高校生の質問に答え、処理水への考え方などについて語る野崎会長

 県漁連の野崎哲会長は13日、東京電力福島第1原発で発生する処理水の扱いについて政府と交わした「関係者の理解なしにはいかなる処分も行わない」との約束を巡り、関係者の定義について「第一義的に漁業者は関係者」との考えを示した。「政治は言葉だが、言葉は一番恐ろしい。いろんな争いが出てくるのでしょう」とも指摘し、政府側の解釈が処理水の扱いの議論に及ぼす影響を懸念した。
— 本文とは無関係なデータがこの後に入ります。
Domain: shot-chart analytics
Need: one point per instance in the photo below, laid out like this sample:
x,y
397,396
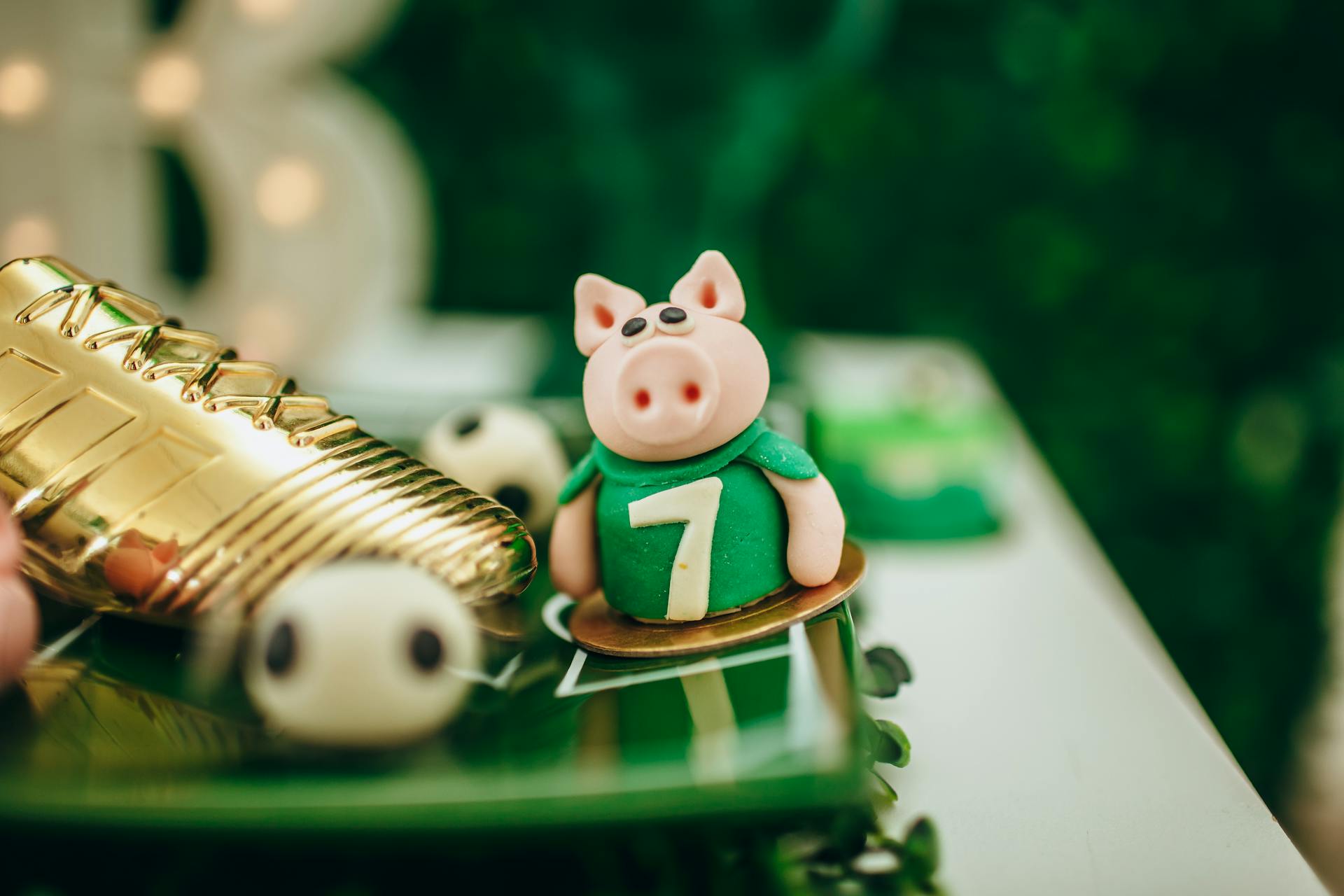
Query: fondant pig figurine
x,y
687,505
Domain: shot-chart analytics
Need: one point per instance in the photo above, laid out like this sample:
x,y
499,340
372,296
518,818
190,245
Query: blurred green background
x,y
1128,209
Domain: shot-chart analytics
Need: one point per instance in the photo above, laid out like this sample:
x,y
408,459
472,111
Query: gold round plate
x,y
596,626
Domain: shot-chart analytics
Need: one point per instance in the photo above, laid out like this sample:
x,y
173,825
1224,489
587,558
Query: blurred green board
x,y
111,735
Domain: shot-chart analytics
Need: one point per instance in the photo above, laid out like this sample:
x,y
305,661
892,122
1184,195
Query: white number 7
x,y
696,504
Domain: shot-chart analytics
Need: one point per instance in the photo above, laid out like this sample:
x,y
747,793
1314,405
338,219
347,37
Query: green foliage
x,y
886,742
883,672
1129,209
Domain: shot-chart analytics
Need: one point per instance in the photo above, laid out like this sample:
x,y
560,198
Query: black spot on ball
x,y
468,425
515,498
426,650
281,649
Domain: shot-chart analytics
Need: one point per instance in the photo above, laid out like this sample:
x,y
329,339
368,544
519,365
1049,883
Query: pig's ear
x,y
711,286
600,308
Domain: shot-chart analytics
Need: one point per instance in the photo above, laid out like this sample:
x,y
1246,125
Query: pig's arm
x,y
574,545
816,527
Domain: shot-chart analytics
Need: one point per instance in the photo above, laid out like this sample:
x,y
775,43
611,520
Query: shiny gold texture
x,y
156,475
596,626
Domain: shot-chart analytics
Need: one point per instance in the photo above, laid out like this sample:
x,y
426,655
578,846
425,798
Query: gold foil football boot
x,y
158,476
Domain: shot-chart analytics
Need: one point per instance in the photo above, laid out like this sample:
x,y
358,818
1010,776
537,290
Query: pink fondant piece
x,y
816,528
672,397
666,391
600,309
711,286
574,564
676,388
132,568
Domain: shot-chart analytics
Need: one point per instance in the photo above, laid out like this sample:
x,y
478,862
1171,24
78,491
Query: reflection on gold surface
x,y
23,88
201,477
86,720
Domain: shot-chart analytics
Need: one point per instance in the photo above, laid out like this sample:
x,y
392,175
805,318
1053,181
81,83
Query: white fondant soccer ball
x,y
362,653
507,453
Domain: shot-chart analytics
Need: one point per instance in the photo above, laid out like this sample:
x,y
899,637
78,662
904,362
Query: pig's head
x,y
670,381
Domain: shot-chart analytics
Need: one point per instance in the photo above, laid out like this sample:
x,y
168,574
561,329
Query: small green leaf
x,y
921,849
889,743
886,672
882,790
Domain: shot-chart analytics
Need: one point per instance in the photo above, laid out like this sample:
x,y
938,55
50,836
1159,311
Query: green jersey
x,y
679,539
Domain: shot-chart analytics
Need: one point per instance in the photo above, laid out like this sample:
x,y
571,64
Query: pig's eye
x,y
675,321
635,331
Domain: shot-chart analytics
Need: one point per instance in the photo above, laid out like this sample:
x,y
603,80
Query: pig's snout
x,y
666,391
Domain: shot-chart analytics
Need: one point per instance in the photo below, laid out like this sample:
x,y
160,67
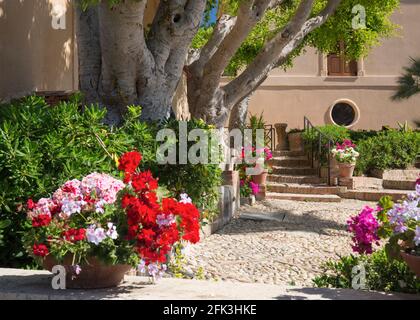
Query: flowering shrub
x,y
345,152
399,223
249,187
115,221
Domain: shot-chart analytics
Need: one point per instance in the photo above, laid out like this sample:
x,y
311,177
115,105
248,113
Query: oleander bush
x,y
41,147
381,273
311,139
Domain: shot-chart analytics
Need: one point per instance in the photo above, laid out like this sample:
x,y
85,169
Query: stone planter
x,y
346,170
261,179
412,261
95,275
295,141
281,136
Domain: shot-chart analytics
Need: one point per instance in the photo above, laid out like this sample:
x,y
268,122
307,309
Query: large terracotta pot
x,y
346,170
260,179
295,141
95,275
412,261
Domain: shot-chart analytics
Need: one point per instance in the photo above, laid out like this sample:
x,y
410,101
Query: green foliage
x,y
200,181
381,274
328,132
389,149
41,147
409,82
360,135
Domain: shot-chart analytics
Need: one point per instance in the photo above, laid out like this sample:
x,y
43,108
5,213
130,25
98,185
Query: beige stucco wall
x,y
33,55
306,91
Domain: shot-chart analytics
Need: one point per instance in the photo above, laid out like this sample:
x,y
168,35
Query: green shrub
x,y
390,149
381,274
332,132
200,181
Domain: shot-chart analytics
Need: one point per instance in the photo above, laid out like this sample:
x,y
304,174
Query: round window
x,y
343,114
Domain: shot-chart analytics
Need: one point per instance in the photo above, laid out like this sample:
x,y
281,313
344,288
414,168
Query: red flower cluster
x,y
154,227
74,235
40,250
41,220
129,163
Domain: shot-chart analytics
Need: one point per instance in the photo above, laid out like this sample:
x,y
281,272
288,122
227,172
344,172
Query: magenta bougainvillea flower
x,y
364,228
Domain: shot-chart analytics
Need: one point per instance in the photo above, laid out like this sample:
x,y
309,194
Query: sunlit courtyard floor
x,y
287,249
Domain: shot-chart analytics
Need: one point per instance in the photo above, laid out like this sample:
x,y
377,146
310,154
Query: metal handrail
x,y
308,126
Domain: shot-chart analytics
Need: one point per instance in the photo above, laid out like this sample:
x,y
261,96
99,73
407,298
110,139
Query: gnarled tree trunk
x,y
120,67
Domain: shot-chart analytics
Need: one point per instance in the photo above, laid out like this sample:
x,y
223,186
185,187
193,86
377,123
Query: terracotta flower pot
x,y
412,261
95,275
346,170
295,141
260,179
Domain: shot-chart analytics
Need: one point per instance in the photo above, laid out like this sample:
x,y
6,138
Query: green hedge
x,y
384,149
333,132
381,274
41,147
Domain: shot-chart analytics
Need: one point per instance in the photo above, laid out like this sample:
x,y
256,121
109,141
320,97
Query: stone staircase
x,y
293,178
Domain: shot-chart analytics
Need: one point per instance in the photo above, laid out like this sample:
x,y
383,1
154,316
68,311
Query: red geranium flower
x,y
40,250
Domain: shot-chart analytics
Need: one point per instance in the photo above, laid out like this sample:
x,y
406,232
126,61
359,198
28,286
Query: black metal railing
x,y
317,156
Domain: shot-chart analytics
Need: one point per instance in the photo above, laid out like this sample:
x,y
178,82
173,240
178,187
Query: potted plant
x,y
295,140
99,227
398,223
346,156
263,165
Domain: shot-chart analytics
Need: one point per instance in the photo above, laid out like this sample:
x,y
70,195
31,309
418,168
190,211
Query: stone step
x,y
311,179
295,171
305,188
288,153
399,184
293,162
303,197
375,195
 Jヴィレッジで同日開かれたNPO法人ハッピーロードネット(広野町)の「ふくしま浜通り高校生会議」で言及した。野崎会長はかつて漁業者は原発と共生してきたが、2011年の原発事故で環境が激変したと指摘。漁業者が10年以上をかけ、水産物の安全確保の枠組みを構築しながら復興してきた歩みを語った。

 その過程の中で「私たちは廃炉が安全に終了することを重要と考えている。だからサブドレン(でくみ上げた原発構内の水)の放出も運用に合意してきた」と語った。処理水放出による放射性物質の量がサブドレンの放出に比べ格段に多いことなどから、海洋放出に反対の姿勢を取るが、それは「長い紡ぎ合いの中で生まれていると理解してください」と述べた。

 その上で、高校生に対し「原発跡地は将来どのような景色なのでしょうか。それは見届けてほしい。その時、福島の漁業がどのような景色なのかは、まだ私たちの手の中にあるので頑張っていきたい」と語りかけた。今後の処理水の議論の進め方については「賛成派は反対派を許さない、反対派は賛成派を許さないのではなく、お互いが紡ぎ合う作業になると思う」との展望を示した。